Byron Polley

Posted on May 27, 2020 • Edited on Jan 13, 2022 • Originally published at byronpolley.com

Modelling Data in FaunaDB - a primer

#fauna #database #jamstack #serverless

When beginning a project there are a multitude of technical decisions to be made. Some of these may have little to no effect on the final outcome and may be purely preferential (more on why this still matters towards the end) while others are to be taken with more care. One of these such decisions is data persistence and management. The impact of a rushed data layer has the potential to cripple an entire codebase. Many of the effects can lean towards knock-on as opposed to direct but simply put, the time it takes a developer to achieve a task rests on how intuitive the initial stack has been thought out to allow.

Depending on the database you choose the initial data modelling time varies but one platform that excels in this area is FaunaDB primarily because it blurs the lines between existing modelling paradigms.

For example the FaunaDB rendition of indexes allows them to be used as a primary key (there is an example of this further on) to do exact matches, range queries, sorting and a efficient rendition of a view that provides you with fast access to a subset of your data thereby trading storage for compute. You can even combine data from multiple collections in one index. In one way you can use them to prevent excess information similar to why you would use GraphQL and in another way this is comparative to a combination of SQL views and indexes except scalable over multiple machines.

There are a number of databases and paradigms and each has varying ways of describing functionality, management and technical terms.

Terminology Comparisons

DATABASE	FaunaDB	MySQL	MongoDB	DynamoDB	Firestore
PARADIGM	Serverless Cloud Database	Relational DBMS	NoSQL Document Store	Non-relational NoSQL Database	NoSQL Document Cloud
CONTAINER	Collection	Table	Collection	Table	Collection
RECORD	Document	Row	Document	Item	Document
QUERIES	Fauna Query Language (FQL)	Structured Query Language (SQL)	MongoDB Query Language (MQL)	Console and CLI based	Methods and Listeners

The Evolution of Data Persistence

There have been unique developments in state since some of the first databases came around. Despite this, databases seem to be the one area that stays relatively stagnant and non-innovative and for good reason. There is still a huge preference towards relational database systems as trusted and well-tested platforms to store your data. With this comes a significant reliance on traditional database systems and as such we will focus on contrasting SQL with FaunaDB as the majority of users currently use those systems according to DB-Engines.
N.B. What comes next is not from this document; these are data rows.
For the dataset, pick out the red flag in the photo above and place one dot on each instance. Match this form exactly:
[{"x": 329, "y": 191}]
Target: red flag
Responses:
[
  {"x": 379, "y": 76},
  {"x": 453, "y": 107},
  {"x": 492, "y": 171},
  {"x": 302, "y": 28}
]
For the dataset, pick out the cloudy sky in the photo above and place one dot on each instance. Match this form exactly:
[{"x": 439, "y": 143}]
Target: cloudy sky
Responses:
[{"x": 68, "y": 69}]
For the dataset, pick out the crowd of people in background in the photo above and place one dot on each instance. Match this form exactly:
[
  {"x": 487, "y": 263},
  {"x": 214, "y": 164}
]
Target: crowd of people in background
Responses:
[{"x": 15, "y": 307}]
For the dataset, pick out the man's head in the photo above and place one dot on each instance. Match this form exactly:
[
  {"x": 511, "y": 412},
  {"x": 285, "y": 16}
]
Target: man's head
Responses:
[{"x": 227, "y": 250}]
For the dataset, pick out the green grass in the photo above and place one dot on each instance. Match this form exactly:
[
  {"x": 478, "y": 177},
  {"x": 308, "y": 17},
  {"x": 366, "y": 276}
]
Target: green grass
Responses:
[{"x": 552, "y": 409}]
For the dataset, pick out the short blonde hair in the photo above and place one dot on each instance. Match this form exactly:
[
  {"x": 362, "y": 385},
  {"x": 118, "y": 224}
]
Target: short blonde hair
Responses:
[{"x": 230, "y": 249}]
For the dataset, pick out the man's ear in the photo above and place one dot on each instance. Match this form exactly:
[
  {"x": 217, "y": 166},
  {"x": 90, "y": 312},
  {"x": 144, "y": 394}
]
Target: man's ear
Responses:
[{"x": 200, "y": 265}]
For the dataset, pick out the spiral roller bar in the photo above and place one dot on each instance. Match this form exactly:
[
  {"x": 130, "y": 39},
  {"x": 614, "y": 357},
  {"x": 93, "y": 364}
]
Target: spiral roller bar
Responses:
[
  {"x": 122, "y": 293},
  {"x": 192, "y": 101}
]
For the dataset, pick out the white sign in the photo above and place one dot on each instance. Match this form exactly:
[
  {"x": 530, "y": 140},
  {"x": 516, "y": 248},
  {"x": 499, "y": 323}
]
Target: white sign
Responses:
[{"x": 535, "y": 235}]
Although still the most popular database paradigm, this is not necessarily the most adept comparison as the emergence of serverless cloud computing has altered the landscape irrevocably and to understand how data modelling is different in FaunaDB we have to understand where we are now.

NoSQL databases aim to solve the many ways in which relational databases are no longer supportive of modern day development workflows. In fact when comparing data stores optimised for these conditions - distribution and scalability - the lines of not only the database structure but also the way in which we interact with the data become blurred. FaunaDB improves upon the NoSQL approach while minimising the barrier to entry by utilising familiar syntax and terminologies. The documents are stored in enhanced JSON and as such support all basic data types so there are no new terms to learn. This is extended upon by the addition of sensible special types.

Data Types

Basic Types	Special Types
Boolean	Byte
Null	Date
Number	Page
String	Query
Literal	Ref
Array	Set
Object	Timestamp

Data types in FaunaDB are familiar territory.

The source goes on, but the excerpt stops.